About a decade ago, Wainwright titled one of his discs Therapy, and got
on with the tasks of appraising his career and investigating his childhood. It
was droll, wry, and keen. Since then, his stroll through middle age has proven
even more fertile, song-wise. Inevitabilities like parents dying and kids
becoming adults have engendered musings galore. Some are acerbic, some are
maudlin and some cleverly split the difference between the two.
History ruminates about his dad's passing, and takes another slap at
the romance of romance ("I see people in love and I just want to puke / There's
pedals on the rose, but thorns on the stem"). Grown Man takes a stab at
explaining why the aging process is not exactly the same as the maturation
process. On their way to answerville, both records literally hitch their muse
to life-and-death issues. Doctors and hospitals and peeing into cups and
overnight vigils all crop up. "Living's a battle and you're losing the fight,"
one frank MD tells the singer.
I was surprised to see several 20somethings at the Bottom Line. Singing about
wrinkles, bald spots, hangovers, and the shirking of parental responsibilities
ain't exactly the way to make hay with the Foo Fighters crowd. But at least one
table of young'uns roared -- as did the entire room -- during Wainwright's
point-blank take on physical debilitation entitled "When You Look Like Shit."
From Joni to Jewel, there have been folk-pop icons whose introspection has
allowed listeners to feel the sorrow or thrill to the passion of a singer's
emotional quintessence. Some, like Jackson Browne, have turned to outside
stimuli, such as political inequities and other social issues. But Wainwright
has burrowed in even deeper -- his social concerns all take place between the
bedroom, the kitchen and the back yard.
One epiphany on Little Ship (Virgin) takes place while the singer is
matching his socks, and stuffing his bureau drawer with T-shirts. Other songs
ask what families are for and mockingly explain the rigors of being a dad
("Being a dad isn't so bad, 'cept that you've gotta feed 'em / You've got to
shoe 'em and clothe 'em and try not to loathe 'em, and bug 'em and hug em and
heed 'em"). Pretense goes out the window when Wainwright dives into his
subject. He assures that angst knows no age limits, and demonstrates how
brooding can be both hilarious and grim. Never dodging the crucial center of
valuable analysis, he always shoots for the sad-but-true center.

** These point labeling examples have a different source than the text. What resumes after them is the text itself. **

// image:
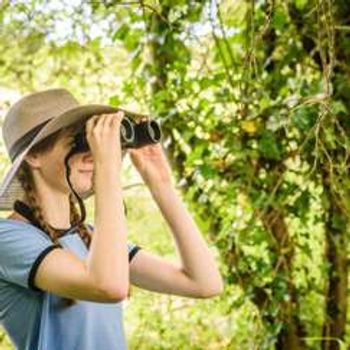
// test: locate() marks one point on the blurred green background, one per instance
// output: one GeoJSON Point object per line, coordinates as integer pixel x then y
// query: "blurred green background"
{"type": "Point", "coordinates": [254, 101]}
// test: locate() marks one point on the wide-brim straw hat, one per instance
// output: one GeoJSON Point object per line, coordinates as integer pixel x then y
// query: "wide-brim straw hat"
{"type": "Point", "coordinates": [30, 120]}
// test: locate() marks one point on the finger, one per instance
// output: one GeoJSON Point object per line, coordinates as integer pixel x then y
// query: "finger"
{"type": "Point", "coordinates": [90, 124]}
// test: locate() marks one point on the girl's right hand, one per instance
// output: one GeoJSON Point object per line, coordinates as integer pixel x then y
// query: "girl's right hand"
{"type": "Point", "coordinates": [103, 136]}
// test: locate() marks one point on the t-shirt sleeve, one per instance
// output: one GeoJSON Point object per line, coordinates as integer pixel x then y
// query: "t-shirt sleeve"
{"type": "Point", "coordinates": [132, 247]}
{"type": "Point", "coordinates": [22, 248]}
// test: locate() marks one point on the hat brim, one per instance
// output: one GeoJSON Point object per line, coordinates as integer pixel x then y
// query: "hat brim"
{"type": "Point", "coordinates": [10, 187]}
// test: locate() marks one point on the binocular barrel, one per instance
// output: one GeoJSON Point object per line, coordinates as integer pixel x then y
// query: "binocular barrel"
{"type": "Point", "coordinates": [132, 135]}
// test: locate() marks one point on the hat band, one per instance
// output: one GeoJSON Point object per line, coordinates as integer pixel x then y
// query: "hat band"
{"type": "Point", "coordinates": [25, 140]}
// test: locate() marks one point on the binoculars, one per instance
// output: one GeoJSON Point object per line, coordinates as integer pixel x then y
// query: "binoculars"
{"type": "Point", "coordinates": [132, 134]}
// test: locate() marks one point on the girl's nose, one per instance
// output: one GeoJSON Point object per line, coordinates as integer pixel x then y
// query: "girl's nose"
{"type": "Point", "coordinates": [87, 157]}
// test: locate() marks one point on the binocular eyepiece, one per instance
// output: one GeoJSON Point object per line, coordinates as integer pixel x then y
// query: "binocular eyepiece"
{"type": "Point", "coordinates": [132, 135]}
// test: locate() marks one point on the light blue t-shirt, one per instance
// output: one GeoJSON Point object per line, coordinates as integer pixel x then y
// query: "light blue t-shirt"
{"type": "Point", "coordinates": [37, 320]}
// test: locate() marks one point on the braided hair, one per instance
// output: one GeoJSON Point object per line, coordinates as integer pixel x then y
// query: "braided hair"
{"type": "Point", "coordinates": [27, 182]}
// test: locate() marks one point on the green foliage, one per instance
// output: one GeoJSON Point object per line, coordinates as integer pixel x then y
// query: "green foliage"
{"type": "Point", "coordinates": [255, 122]}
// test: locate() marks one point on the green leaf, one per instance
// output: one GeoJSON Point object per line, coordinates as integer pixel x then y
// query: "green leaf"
{"type": "Point", "coordinates": [269, 146]}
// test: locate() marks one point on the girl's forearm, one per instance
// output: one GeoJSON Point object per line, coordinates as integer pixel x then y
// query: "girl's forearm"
{"type": "Point", "coordinates": [108, 255]}
{"type": "Point", "coordinates": [197, 259]}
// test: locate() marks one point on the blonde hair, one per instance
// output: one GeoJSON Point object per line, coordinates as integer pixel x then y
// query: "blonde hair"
{"type": "Point", "coordinates": [27, 182]}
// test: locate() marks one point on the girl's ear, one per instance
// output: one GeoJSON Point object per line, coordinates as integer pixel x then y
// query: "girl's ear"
{"type": "Point", "coordinates": [33, 160]}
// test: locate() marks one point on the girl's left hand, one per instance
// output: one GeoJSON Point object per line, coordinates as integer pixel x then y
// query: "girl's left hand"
{"type": "Point", "coordinates": [152, 164]}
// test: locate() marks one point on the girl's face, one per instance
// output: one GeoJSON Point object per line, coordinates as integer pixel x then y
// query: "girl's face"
{"type": "Point", "coordinates": [52, 168]}
{"type": "Point", "coordinates": [49, 166]}
{"type": "Point", "coordinates": [81, 167]}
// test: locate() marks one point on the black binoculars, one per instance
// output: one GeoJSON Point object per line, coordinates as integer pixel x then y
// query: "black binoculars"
{"type": "Point", "coordinates": [132, 134]}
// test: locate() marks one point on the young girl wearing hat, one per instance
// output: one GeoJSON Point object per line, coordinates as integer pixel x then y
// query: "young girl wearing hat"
{"type": "Point", "coordinates": [62, 281]}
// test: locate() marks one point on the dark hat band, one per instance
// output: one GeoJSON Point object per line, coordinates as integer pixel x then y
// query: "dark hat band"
{"type": "Point", "coordinates": [25, 140]}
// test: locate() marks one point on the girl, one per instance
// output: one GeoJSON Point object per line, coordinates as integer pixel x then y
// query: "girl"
{"type": "Point", "coordinates": [62, 281]}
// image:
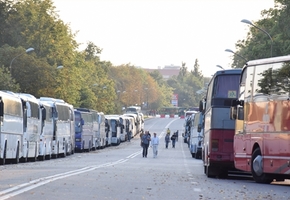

I kind of fibbed about the social issues thing. Perhaps as a way to
momentarily get out of his own head, Wainwright has recently accepted
songwriting assignments from All Things Considered and Nightline.
Editors there dig his critical acumen, and the way his highly subjective
reportage on contemporary phenomena such as the Hubbel telescope, Tonya
Harding, and smokers gathered outside of butt-banned buildings ("The New Street
People") skewers its subjects with aplomb.
Confessional songwriters have been critically cuffed around over the years,
blamed for navel-gazing ditties that turn first-person references into
circumspect effluvia. But when Wainwright fixates on a theme, the obsession
kicks in and the specifics have nowhere to hide. Trouncing most definitions of
privacy, he manages the kind of candor that shines an edifying light on all of
us guilty parties everywhere.
Loudon Wainwright will perform at Lupo's on Thursday, May 21.